Canteen services to employees will attract GST: AAR

Kerala bench of AAR in its order said that recovery of food expenses from the employees for canteen services provided by a company are taxable as a supply of service under GST.

Under the Factories Act, 1948, any factory employing more than 250 workers is required to provide canteen facility to its employees. (Representative image)
Providing meals to office staff for a price would be liable to goods and services tax going by a decision of the Authority for Advance Rulings, a quasi-judicial body that helps taxpayers find out potential tax liabilities in advance.

“Recovery of food expenses from the employees for canteen services provided by company would come under the definition of ‘outward supply’ as defined in the Section 2(83) of the Act, 2017, and therefore, taxable as a supply of service under GST,” the authority ruled recently on a plea filed by Caltech Polymers, a Kerala-based footwear manufacturer.

Tax experts say the move could enhance compliance burden of companies. The authority’s rulings are case specific, but have persuasive value.

A number of companies provide meal services to employees and a monthly charge is deducted from their salary towards this. This issue had cropped up in the previous regime of service tax and the government subsequently exempted this service.

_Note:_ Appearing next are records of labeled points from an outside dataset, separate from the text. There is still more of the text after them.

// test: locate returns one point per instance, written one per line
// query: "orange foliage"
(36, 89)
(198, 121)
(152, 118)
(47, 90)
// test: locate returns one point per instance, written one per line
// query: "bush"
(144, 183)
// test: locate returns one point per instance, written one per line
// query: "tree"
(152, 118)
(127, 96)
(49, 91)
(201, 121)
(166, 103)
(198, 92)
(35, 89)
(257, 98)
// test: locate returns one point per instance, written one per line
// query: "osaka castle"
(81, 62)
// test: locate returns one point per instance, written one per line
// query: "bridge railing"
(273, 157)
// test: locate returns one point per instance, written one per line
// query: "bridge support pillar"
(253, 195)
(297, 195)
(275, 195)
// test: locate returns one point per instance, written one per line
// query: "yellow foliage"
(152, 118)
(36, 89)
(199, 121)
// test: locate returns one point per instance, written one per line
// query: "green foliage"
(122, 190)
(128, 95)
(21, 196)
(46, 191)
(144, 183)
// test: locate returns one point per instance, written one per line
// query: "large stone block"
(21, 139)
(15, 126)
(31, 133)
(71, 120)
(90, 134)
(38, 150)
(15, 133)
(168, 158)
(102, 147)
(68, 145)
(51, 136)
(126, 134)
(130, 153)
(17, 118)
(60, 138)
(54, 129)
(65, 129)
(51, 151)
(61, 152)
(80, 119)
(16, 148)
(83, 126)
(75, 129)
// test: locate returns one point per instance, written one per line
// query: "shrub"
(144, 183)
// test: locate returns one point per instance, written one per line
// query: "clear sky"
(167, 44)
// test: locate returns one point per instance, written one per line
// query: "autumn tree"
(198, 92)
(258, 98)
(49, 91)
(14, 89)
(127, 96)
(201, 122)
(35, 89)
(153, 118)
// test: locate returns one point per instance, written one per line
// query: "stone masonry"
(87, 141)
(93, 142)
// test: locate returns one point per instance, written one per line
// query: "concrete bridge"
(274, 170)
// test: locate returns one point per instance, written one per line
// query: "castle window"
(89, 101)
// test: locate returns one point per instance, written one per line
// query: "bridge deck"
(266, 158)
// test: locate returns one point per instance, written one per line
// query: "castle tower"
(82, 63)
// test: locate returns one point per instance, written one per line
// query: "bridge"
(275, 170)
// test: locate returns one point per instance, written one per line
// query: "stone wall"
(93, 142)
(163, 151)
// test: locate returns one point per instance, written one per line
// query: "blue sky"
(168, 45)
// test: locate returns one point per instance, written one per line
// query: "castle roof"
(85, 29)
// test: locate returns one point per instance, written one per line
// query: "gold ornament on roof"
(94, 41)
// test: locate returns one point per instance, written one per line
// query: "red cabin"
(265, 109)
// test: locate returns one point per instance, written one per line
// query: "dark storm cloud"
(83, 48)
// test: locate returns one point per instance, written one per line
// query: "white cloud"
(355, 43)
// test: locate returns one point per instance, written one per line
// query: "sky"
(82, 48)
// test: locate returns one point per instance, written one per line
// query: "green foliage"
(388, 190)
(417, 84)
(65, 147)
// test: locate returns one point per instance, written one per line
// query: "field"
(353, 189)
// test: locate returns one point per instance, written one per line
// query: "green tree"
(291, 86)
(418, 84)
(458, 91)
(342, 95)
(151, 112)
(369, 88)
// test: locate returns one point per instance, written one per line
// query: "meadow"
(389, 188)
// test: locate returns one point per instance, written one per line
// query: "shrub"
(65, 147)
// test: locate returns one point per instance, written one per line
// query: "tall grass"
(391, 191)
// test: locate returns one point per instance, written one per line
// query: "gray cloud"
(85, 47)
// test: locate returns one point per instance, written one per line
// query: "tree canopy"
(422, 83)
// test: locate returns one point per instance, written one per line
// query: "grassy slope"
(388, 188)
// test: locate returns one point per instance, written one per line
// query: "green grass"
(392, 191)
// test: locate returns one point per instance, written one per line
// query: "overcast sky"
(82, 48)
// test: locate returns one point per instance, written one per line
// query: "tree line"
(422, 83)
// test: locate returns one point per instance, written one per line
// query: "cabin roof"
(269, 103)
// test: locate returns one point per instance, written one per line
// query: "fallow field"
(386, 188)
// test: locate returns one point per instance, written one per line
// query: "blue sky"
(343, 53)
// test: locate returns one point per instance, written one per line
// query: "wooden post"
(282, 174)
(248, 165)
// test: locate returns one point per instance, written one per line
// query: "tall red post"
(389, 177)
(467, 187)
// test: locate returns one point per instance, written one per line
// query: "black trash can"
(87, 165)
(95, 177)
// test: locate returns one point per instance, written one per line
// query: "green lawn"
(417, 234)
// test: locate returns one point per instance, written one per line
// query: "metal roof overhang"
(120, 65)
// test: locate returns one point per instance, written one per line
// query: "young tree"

Exemptions were brought down under GST, which replaced multiple state and central taxes such as sales tax, value added tax, entry tax, central excise duty, service tax, and countervailing duty with effect from July 1, 2017.


Caltech Polymers had recently approached AAR to seek clarity on its tax liability in case of charge deducted from employees in lieu of canteen running expenses at no profit. The company had submitted that the canteen facility was not carried out as a business activity. The authority observed that even though there was no profit as claimed by the applicant, there was supply as defined under the Act.

“Supply, by way of or as part of any service or in another manner whatsoever, of goods, being food or any other article for human consumption or any drink (other than alcoholic liquor for human consumption), where such supply or service is for cash, deferred payment or other valuable consideration,” the authority quoted from clause 6 of Schedule II of the GST Act.

The decision could have wider ramifications as many businesses recover expenses towards canteen food from its employees, which is often subsidised. “It is also not clear whether in such cases, GST rate would be 5% (as canteen) without input credit or 18% as outdoor caterer," said Pratik Jain, indirect tax leader at PwC.

“Further, since the employer and employees are considered as 'related parties', it could lead to valuation disputes. The government should perhaps consider providing an exemption from GST in such cases," he said.

Bipin Sapra, partner at EY, said AAR’s ruling sets a precedence where all employer-to-employee supplies may be held taxable and hence increasing the cost of doing business for companies in India.

“Since each meal in this case is a supply, this also increases the compliance for corporates substantially," he said.

M S Mani, partner at Deloitte India, said, “The extremely broad definition of the term consideration together with the fact that any supply is covered leads to situations where non-business activities also attract GST. Some of these B2C situations could also lead to a credit loss. Hence it is essential that all such activities are closely evaluated in advance.”